Alors, seulement, Marie aperçut en levant les yeux une admirable porte par laquelle on sortait de la prairie. Elle semblait être construite de marbre blanc, de marbre rouge et de marbre brun; mais, quand Marie se rapprocha, elle vit que toute cette porte n'était formée que de conserves à la fleur d'orange, de pralines et de raisin de Corinthe; c'est pourquoi, à ce que lui apprit Casse-Noisette, cette porte était appelée la porte des Pralines.

Cette porte donnait sur une grande galerie supportée par des colonnes en sucre d'orge, sur laquelle galerie six singes vêtus de rouge faisaient une musique, sinon des plus mélodieuses, du moins des plus originales. Marie avait tant de hâte d'arriver, qu'elle ne s'apercevait même pas qu'elle marchait sur un pavé de pistaches et de macarons, qu'elle prenait tout bonnement pour du marbre. Enfin, elle atteignit le bout de la galerie, et à peine fut-elle en plein air, qu'elle se trouva environnée des plus délicieux parfums, lesquels s'échappaient d'une charmante petite forêt qui s'ouvrait devant elle.
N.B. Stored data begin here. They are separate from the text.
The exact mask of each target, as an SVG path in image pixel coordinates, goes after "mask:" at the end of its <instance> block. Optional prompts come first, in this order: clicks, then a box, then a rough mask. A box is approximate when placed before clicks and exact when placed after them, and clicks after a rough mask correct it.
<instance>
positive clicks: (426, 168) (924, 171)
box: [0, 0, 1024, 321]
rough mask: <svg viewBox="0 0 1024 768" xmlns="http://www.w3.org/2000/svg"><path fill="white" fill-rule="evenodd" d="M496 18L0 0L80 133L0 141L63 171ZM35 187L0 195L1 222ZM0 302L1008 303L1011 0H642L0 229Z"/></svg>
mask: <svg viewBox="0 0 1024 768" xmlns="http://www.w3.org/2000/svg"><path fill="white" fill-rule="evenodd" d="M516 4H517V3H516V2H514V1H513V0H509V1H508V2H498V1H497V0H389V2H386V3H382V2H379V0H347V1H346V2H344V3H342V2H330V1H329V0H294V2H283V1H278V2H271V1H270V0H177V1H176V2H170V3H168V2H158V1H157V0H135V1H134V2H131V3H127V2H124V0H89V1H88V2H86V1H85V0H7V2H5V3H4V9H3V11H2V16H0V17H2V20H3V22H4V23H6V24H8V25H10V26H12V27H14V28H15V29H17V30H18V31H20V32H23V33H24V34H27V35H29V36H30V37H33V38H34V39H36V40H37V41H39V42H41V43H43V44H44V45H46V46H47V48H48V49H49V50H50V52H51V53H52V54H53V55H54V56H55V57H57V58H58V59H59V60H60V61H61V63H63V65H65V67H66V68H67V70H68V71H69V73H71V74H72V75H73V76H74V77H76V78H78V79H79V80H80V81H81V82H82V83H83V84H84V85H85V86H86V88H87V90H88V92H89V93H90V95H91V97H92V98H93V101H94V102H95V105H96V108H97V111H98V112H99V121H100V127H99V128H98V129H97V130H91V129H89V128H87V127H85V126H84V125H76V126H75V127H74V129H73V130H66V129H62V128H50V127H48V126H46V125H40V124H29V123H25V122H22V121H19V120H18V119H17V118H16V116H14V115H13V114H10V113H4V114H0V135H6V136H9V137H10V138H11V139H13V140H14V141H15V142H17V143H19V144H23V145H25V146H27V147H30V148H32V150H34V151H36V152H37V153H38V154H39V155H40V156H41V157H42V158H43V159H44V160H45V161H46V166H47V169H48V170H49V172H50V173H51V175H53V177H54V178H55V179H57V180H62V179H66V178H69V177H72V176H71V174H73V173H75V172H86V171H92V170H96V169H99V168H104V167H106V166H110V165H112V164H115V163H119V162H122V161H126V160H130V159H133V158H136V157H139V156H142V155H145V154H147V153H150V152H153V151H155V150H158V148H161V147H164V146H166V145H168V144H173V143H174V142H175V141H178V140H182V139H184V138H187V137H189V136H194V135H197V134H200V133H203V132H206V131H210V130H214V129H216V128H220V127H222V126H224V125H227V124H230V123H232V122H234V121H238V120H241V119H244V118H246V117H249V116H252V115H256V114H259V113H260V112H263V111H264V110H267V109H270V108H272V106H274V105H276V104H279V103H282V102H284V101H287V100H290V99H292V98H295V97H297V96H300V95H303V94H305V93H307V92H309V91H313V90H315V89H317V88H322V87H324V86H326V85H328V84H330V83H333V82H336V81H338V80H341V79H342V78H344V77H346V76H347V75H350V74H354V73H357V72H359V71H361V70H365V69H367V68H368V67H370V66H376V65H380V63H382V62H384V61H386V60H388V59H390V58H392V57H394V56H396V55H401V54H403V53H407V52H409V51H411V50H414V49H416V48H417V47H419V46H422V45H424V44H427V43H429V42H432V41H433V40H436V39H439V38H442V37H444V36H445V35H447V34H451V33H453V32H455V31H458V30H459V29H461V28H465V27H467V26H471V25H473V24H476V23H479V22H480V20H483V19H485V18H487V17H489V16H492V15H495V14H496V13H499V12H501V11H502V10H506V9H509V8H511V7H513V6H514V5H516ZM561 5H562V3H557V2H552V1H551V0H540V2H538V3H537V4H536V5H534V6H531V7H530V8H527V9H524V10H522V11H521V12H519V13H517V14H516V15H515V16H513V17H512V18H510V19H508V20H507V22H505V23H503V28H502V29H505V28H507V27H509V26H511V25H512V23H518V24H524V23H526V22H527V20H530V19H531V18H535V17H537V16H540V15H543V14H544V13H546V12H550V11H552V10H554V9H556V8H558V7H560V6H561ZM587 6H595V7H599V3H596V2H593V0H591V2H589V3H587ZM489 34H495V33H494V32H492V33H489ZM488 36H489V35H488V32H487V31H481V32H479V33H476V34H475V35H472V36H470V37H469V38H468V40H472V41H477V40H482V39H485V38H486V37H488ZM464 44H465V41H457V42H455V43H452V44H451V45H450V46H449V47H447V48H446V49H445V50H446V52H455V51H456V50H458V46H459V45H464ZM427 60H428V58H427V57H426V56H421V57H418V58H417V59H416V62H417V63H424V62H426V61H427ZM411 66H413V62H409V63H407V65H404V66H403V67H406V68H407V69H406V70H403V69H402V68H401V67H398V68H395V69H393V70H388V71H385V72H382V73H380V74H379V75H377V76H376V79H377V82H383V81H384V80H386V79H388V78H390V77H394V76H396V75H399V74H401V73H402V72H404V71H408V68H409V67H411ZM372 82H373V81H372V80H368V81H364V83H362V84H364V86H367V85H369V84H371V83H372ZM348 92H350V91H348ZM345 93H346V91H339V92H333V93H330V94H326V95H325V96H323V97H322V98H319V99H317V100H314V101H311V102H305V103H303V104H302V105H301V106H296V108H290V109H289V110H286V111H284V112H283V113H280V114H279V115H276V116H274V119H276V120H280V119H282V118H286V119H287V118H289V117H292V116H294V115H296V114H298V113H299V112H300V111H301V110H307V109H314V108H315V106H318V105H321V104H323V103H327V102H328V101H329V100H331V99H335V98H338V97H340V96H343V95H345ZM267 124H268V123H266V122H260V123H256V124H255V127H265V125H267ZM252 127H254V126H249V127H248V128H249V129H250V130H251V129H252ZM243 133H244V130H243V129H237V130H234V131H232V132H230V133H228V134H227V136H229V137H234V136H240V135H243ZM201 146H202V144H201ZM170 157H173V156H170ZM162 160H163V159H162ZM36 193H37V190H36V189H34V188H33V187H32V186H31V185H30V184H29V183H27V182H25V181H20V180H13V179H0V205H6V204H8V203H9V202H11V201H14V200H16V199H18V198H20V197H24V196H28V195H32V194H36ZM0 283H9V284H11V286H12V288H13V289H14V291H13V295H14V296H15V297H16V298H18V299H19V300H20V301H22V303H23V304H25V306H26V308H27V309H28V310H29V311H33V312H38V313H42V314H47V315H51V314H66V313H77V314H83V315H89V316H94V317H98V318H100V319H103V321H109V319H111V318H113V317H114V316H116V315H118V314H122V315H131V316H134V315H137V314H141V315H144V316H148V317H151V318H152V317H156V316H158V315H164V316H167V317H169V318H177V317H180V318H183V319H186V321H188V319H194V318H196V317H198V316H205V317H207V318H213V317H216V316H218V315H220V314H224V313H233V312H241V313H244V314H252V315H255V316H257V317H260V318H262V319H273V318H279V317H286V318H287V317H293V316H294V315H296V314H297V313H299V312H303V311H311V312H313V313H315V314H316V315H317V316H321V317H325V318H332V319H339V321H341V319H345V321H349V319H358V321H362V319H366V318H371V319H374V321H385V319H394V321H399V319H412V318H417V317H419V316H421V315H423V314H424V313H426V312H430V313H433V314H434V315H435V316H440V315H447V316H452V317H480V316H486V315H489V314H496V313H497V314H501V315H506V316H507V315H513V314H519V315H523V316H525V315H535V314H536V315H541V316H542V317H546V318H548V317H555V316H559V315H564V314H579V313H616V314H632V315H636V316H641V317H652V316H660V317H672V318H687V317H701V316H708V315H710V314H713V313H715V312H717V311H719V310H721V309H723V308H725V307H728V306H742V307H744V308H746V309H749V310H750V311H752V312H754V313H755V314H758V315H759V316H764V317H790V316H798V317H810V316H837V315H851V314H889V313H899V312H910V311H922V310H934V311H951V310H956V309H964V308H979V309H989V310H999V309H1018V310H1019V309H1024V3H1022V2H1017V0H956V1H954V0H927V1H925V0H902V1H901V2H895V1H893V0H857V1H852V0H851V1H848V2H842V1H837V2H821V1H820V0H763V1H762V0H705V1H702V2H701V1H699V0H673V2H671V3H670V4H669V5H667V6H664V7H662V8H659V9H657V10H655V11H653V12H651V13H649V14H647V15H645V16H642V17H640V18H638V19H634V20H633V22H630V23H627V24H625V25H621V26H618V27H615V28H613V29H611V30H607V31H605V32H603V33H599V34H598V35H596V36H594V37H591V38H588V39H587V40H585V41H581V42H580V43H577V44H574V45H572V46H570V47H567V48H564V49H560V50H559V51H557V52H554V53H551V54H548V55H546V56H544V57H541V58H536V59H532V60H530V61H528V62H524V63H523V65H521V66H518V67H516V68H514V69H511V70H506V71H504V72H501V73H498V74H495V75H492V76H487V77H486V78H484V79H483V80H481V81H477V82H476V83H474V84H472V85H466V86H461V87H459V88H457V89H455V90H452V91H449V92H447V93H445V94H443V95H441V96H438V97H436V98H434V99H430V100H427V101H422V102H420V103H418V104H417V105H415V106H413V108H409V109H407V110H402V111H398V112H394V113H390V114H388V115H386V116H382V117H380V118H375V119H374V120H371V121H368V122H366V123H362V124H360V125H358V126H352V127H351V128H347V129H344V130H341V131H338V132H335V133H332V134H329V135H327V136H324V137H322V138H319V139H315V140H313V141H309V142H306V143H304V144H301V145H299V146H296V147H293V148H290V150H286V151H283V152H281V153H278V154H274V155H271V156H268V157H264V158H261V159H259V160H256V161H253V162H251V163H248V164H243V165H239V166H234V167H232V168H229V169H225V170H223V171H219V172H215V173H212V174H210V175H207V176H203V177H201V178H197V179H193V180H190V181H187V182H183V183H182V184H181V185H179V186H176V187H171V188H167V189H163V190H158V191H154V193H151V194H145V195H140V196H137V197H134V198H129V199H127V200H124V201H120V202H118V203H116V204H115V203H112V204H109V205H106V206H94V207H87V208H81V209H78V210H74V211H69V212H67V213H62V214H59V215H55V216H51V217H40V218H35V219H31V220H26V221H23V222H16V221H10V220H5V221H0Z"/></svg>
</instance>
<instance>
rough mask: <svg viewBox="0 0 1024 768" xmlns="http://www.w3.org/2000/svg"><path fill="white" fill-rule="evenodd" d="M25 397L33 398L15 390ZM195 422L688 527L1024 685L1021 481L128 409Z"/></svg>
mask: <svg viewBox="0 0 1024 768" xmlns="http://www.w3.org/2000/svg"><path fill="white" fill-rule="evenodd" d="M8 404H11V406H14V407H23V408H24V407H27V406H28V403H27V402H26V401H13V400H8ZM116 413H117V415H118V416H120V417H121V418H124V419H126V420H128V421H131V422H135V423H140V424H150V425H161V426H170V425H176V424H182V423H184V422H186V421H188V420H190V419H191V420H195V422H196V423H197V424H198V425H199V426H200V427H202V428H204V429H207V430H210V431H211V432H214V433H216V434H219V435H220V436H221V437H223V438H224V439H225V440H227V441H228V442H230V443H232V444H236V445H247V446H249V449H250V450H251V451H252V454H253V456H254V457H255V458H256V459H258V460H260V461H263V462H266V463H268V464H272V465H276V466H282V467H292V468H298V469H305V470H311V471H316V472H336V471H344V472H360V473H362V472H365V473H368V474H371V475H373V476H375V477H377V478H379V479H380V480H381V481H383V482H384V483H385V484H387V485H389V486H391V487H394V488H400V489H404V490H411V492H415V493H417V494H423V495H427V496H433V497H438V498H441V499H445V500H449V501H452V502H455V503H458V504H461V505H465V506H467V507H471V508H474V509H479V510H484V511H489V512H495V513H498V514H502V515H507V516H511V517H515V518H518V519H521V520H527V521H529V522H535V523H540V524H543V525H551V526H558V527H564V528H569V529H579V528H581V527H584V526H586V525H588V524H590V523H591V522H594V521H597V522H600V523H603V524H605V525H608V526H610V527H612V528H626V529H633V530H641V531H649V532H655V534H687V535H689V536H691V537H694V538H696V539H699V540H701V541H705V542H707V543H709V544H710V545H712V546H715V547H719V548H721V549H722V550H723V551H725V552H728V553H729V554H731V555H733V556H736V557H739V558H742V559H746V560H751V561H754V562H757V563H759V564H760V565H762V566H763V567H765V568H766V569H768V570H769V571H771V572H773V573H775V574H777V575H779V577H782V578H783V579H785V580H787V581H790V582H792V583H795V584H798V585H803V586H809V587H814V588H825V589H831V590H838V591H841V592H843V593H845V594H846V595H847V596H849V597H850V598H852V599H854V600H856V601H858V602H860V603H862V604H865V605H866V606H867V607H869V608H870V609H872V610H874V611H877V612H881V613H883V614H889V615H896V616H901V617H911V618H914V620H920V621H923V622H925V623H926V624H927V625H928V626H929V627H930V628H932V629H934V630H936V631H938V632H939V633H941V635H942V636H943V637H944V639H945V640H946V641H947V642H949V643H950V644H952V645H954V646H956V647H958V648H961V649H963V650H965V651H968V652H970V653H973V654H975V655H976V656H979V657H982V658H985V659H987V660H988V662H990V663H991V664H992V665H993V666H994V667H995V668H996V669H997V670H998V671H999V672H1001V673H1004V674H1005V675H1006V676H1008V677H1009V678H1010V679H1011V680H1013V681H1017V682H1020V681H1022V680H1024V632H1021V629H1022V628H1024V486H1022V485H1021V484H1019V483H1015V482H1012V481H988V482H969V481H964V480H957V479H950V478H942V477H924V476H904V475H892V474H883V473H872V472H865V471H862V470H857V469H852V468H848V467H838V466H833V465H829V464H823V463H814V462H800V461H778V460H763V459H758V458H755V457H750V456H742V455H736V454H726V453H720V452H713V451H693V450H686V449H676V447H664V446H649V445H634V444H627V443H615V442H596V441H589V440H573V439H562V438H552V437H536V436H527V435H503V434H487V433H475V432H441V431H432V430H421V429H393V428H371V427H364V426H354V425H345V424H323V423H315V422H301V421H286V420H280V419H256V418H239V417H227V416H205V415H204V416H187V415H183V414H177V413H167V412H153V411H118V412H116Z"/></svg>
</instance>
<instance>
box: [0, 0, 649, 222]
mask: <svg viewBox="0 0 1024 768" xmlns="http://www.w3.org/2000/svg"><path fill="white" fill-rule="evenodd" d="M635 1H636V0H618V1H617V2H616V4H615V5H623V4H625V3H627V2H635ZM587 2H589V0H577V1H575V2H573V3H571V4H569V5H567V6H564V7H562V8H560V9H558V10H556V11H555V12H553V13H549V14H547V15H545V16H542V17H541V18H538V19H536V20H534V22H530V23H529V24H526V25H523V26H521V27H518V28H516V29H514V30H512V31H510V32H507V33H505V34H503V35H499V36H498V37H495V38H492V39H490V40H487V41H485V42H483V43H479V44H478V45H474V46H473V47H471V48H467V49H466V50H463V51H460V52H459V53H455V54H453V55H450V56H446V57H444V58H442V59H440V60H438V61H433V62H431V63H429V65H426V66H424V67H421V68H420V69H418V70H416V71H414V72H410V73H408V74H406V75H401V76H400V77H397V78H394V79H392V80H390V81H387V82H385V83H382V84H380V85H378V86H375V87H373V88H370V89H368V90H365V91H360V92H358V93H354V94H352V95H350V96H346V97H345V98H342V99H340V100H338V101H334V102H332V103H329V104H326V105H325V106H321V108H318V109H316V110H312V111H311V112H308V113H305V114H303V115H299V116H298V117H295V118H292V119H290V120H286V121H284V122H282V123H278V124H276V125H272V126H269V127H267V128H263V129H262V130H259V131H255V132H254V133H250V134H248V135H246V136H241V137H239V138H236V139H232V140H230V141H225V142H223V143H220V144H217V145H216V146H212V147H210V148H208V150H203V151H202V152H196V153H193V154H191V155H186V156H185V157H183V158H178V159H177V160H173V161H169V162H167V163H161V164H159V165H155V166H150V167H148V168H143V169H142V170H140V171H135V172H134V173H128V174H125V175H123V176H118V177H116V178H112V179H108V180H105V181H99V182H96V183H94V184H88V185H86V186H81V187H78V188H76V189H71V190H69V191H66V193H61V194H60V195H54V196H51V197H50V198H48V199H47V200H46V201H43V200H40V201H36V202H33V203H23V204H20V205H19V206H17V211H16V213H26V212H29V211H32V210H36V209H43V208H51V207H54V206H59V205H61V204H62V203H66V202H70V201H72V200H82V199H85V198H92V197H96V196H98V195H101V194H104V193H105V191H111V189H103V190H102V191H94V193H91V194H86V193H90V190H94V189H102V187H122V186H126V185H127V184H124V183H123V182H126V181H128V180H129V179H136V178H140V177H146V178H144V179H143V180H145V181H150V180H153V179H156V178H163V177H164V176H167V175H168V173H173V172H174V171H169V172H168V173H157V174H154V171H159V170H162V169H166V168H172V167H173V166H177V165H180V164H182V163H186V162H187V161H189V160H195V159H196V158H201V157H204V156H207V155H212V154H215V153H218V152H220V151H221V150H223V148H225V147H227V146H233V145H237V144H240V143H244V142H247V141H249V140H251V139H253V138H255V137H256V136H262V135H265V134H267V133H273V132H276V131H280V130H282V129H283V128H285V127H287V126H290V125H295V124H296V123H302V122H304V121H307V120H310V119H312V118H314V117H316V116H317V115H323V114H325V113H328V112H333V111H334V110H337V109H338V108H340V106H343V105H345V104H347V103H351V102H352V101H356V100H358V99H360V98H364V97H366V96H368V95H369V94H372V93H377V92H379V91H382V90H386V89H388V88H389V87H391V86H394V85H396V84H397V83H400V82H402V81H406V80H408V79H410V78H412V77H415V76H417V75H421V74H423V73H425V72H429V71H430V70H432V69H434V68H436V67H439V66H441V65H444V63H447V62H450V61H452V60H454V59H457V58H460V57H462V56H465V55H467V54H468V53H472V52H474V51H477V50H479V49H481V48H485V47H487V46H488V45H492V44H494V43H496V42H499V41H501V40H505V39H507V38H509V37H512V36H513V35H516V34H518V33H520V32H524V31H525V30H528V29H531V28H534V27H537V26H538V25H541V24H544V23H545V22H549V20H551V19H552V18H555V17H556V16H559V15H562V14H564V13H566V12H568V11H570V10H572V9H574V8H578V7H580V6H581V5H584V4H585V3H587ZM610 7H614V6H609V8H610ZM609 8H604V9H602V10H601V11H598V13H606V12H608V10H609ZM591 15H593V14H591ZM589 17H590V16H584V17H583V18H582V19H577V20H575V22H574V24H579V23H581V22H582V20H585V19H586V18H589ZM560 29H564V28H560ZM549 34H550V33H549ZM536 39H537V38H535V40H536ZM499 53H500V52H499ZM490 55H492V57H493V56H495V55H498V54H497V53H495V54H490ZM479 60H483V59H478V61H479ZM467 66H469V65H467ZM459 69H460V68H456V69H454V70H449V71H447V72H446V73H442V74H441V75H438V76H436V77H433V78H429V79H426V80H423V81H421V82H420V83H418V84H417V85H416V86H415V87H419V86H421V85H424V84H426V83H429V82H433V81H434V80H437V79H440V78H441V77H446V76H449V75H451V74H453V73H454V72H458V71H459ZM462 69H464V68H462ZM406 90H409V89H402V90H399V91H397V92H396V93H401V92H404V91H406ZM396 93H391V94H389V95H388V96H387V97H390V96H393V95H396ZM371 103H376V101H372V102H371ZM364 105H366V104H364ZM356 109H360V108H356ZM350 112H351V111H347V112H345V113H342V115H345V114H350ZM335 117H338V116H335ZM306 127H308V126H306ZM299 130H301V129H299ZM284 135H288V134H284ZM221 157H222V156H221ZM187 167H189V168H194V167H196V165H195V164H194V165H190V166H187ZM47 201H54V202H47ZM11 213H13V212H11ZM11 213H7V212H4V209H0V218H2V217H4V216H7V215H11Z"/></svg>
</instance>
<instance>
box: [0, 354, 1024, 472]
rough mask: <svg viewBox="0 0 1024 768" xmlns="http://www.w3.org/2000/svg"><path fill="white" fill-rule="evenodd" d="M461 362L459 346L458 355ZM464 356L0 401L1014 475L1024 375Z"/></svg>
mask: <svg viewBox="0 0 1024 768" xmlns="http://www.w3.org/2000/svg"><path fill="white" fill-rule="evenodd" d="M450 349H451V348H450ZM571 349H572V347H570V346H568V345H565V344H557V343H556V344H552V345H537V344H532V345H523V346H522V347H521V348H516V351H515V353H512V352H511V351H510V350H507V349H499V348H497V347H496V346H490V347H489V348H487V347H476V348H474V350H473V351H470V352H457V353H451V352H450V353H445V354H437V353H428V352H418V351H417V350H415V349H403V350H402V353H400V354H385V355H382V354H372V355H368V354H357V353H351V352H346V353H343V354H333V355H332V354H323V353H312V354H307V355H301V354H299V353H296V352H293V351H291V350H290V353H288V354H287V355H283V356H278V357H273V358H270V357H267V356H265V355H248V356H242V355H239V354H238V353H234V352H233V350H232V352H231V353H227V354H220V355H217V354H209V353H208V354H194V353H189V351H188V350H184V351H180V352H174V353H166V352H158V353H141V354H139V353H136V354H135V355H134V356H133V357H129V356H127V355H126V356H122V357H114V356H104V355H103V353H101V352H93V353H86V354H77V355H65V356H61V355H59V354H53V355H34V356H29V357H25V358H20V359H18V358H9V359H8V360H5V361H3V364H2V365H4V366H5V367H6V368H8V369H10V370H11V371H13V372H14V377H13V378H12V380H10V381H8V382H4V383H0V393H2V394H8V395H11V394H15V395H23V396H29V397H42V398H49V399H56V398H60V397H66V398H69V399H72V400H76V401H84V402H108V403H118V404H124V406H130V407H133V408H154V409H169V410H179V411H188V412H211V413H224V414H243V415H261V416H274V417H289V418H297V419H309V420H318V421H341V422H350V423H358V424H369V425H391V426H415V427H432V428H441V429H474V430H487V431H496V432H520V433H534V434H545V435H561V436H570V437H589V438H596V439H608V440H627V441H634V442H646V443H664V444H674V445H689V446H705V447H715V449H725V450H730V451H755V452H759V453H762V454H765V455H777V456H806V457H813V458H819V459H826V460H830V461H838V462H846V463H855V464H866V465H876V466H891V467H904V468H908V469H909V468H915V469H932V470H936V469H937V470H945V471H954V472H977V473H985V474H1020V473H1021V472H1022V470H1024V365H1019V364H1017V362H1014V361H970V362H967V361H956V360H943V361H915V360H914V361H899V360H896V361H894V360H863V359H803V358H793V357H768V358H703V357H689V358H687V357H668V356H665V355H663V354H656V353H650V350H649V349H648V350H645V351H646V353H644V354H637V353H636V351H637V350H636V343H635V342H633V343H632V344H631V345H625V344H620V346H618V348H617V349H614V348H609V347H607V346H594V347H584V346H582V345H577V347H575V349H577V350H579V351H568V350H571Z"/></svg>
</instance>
Cette forêt, qui eût été sombre sans la quantité de lumières qu'elle contenait, était éclairée d'une façon si resplendissante, qu'on distinguait parfaitement les fruits d'or et d'argent qui étaient suspendus aux branches ornées de rubans et de bouquets et pareilles à de joyeux mariés.

—O mon cher monsieur Drosselmayer, s'écria Marie, quel est ce charmant endroit, je vous prie?

—Nous sommes dans la forêt de Noël, Mademoiselle, dit Casse-Noisette, et c'est ici qu'on vient chercher les arbres auxquels l'enfant Jésus suspend ses présents.

—Oh! continua Marie, ne pourrais-je donc pas m'arrêter ici un instant? On y est si bien et il y sent ai bon!

Aussitôt Casse-Noisette frappa entre ses deux mains, et plusieurs bergers et bergères, chasseurs et chasseresses sortirent de la forêt, si délicats et si blancs, qu'ils semblaient de sucre raffiné. Ils apportaient un charmant fauteuil de chocolat incrusté d'angélique, sur lequel ils disposèrent un coussin de jujube, et invitèrent fort poliment Marie à s'y asseoir. A peine y fut-elle, que, comme cela se pratique dans les opéras, les bergers et les bergères, les chasseurs et les chasseresses prirent leurs positions, et commencèrent à danser un charmant ballet accompagné de cors, dans lesquels les chasseurs soufflaient d'une façon très-mâle, ce qui colora leur visage de manière que leurs joues semblaient faites de conserves de roses. Puis, le pas fini, ils disparurent tous dans un buisson.

—Pardonnez-moi, chère demoiselle Silberhaus, dit alors Casse-Noisette en tendant la main à Marie, pardonnez-moi de vous avoir offert un si chétif ballet; mais ces marauds-là ne savent que répéter éternellement le même pas qu'ils ont déjà fait cent fois, Quant aux chasseurs, ils ont soufflé dans leurs cors comme des fainéants, et je vous réponds qu'ils auront affaire à moi. Mais laissons là ces drôles, et continuons la promenade, si elle vous plaît.

—J'ai cependant trouvé tout cela bien charmant, dit Marie se rendant à l'invitation de Casse-Noisette, et il me semble, mon cher monsieur Drosselmayer, que vous êtes injuste pour nos petite danseurs.

Casse-Noisette fit une moue qui voulait dire: "Nous verrons, et votre indulgence leur sera comptée." Puis ils continuèrent leur chemin, et arrivèrent sur les bords d'une rivière qui semblait exhaler tous les parfums qui embaumaient l'air.

—Ceci, dit Casse-Noisette sans même attendre que Marie l'interrogeât, est la rivière Orange. C'est une des plus petites du royaume; car, excepté sa bonne odeur, elle ne peut être comparée au fleuve Limonade, qui se jette dans la mer du Midi qu'on appelle la mer de Punch, ni au lac Orgeat, qui se jette dans la mer du Nord, qu'on appelle la mer de Lait d'amandes.